If you think things will keep getting better for China’s biggest banks, look no further than China Construction Bank Corp.
Goldman Sachs Group Inc and Morgan Stanley are among at least 16 brokerages that have raised their target prices for China’s second-largest bank this year. 
Institutional investors including BlackRock Inc and Invesco have recently increased their CCB holdings, data compiled by Bloomberg show.
“CCB is my top pick,” said Marco Yau, a senior analyst at CEB International Investment Corp “Among all major Chinese banks, CCB has been the one delivering good results time after time.”
Shares of China’s four biggest banks have rebounded since late 2017 as economic growth accelerated and investors bet they will cope better than their smaller rivals with the government’s crackdown on excessive debt.
 CCB’s financials are “trending the best,” thanks to its strong deposit franchise, widening loan spreads, conservative handling of bad debts and higher capital ratios, according to Morgan Stanley.
All except one of the 30 analysts tracked by Bloomberg who follow CCB recommend buying the stock and none say sell, giving the lender a consensus rating of 4.87 out of 5. By contrast, only 22 of 29 recommend buying Industrial & Commercial Bank of China, the nation’s largest lender.
Shares of CCB may rise 19% in the next 12 months to HK$10.03 in Hong Kong, according to a consensus price target compiled by Bloomberg. 
CCB and ICBC are currently trading slightly above the value of their net assets, while Bank of China and Agricultural Bank of China remain below book.
CCB trades at 6.5 times estimated forward earnings per share, more than the 5.5 times two-year historical average, according to data compiled by Bloomberg.
The bank’s return on equity was 16.5% as of last September, the highest among the top four banks. Its net interest margin may expand 12 basis points by the end of next year, more than the estimated 8-point increase by ICBC, Morgan Stanley analysts including Richard Xu wrote in a report last month.
CCB has been setting aside more money for soured debts than required, giving it further room for earnings growth. The bank’s allowances rose to about 163% of nonperforming loans in the third quarter, higher than the official 150% requirement. Its bad-loan ratio was 1.5% as of September, lower than the industry average of 1.74%.
To be sure, CCB’s substantial mortgage operations will come under pressure if China continues with financing curbs intended to restrain rising home prices, said Terry Sun, an analyst at RHB Securities Hong Kong.
That could restrict CCB’s loan growth as well as add to the bank’s nonperforming loans, he added. “CCB is facing a bigger property-sector risk if China continues tightening,” Sun said.

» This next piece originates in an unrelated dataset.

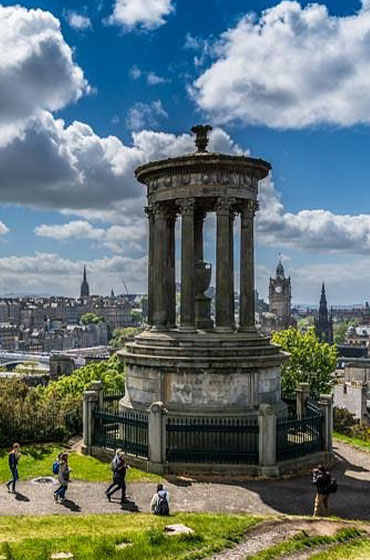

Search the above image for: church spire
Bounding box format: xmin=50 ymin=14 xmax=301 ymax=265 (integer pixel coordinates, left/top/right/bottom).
xmin=80 ymin=265 xmax=90 ymax=298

Shares of CCB rose 21% in Hong Kong last year, less than the 35% increase at ICBC. CCB shares trading in Hong Kong are about 29% cheaper than those in Shanghai – a bigger discount than the 24% at its largest rival.
“CCB is a better bet because of the bigger disparity,” said Alex Wong, director of asset management at Ample Capital in Hong Kong, which manages $170mn and owns the stock.
“Mainland investors would find the bank even more attractive because it’s cheaper here.”